Masking and mirroring are two sides of the same coin. Whether done consciously or not, they are to hide your ADHD from the world. It is intricate and complicated and depending on who you’re around, shifts to meet the social need. And, you guessed it, it’s exhausting.

Now I don’t want you to think that this is deliberately trying to deceive the people who are around you. When you spend so long masking, you don’t realize you’re still doing it. And for me, it started off from the environments in which I’ve grown up (socially, at school, or at home). And also, you’ve guessed it, this is a misunderstanding and stigma around ADHD. It’s not just “being hyperactive.”

Depending on the environment (school, home, dinner at a fancy restaurant), I often internalize a lot of the ADHD hyperactivity and I mask all my symptoms to make others around me feel more comfortable. Masking, for me, has always been about “behaving appropriately.” Read: behave in a way that won’t get me in trouble.

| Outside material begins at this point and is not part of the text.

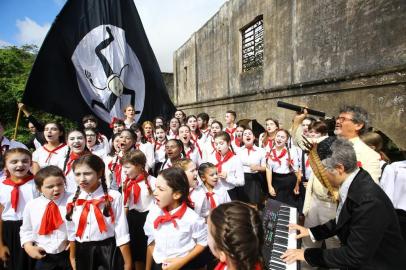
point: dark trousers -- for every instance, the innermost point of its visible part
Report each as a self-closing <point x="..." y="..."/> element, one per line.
<point x="98" y="255"/>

Getting too excited? Calm down. Stop fidgeting. You’re talking too fast. Focus on one thing — why can’t you just finish one project before starting another? Stop getting distracted by all your side projects and finish your homework. You’re overreacting — why are you being so performative? Stop laughing so loud. No more pulling on your shirt. Maintain eye contact — why are you looking away and back so much? Stop leaving things to the last minute. You just started that hobby — why are you already wanting to try something new? Don’t you know that you need to stick with it to get good at it?

Can’t you just stop masking? Ah yes — the age-old useless advice, given along the same lines of “Why are you stressed? Stop stressing.” This is simply yet another case of “it is easier said than done.” Because we have done it for so long, the masking and mirroring have been ingrained into my brain and it is often subconscious at this point. This is why you’ll notice that I’m different depending on who I’m talking to — my partner, my parents, my boss, strangers in a coffee shop, or the nice folks over at Build-A-Bear. They all have different expectations of me and I act “accordingly,” in my Herculean effort to be liked by everybody I meet.

I don’t have all the answers. I don’t even have many answers, but for me, it always comes back to a few simple points:

  • I enjoy alone time because I don’t have to mask.
  • I have a hard time with my identity because I spend so much time playing all these roles that I’m not sure who I am without the expectations.
  • Help your friends with their masking by meeting them without judgment and letting them know that they are safe, loved, and supported.